I'm highly in favor of those types of problem-solving skills being taught, and think it is an essential part of a STEM cirriculum (in my school there wasn't one class like that, it was more like 2/3 of the courseload that would have been considered weeders lol). But should the view be that they are "weeders", separating the worthy students from the unworthy? Or should they be opportunities to learn, where you're doing everything possible to identify exactly why some students haven't got it yet and actively finding alternative ways for them to digest and understand the material, rather than simple failing them for having had a less effective high school experience?
In my case, it was a top-3 (at very least a top 5) program in the nation and there was no real "preparation" advantage. Our classes were filled with kids on top level from elite schools. And I feel if that is the reputation you have, you need to have academic standards that weed out people beyond the standardized test scores and grades that happen at admission.


These weeder courses were almost always mandatory prereqs and almost always were at the start of the program.

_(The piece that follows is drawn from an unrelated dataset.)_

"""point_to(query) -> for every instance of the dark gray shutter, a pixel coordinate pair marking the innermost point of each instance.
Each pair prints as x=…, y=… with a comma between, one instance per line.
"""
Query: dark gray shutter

So, I disagree about high school preparation playing a huge role. And I'm OK with top programs requiring not just the ability to repeat what you're told to do but dig extra deep. There's always other programs that are less punishing and demanding.


There are similar things happening at workplaces, only there is less categorization of them as elite or top. There are places where you'd get comprehensive training and expected to follow things to a tee. There are also places where you sink or swim and you have to find bunch of solutions on your own. It's tough to start at the latter places, but some of most incredible career and intellectual growth I've seen was at these places. Conversely, people who had weaker foundations and problem solving couldn't last too long. I don't know.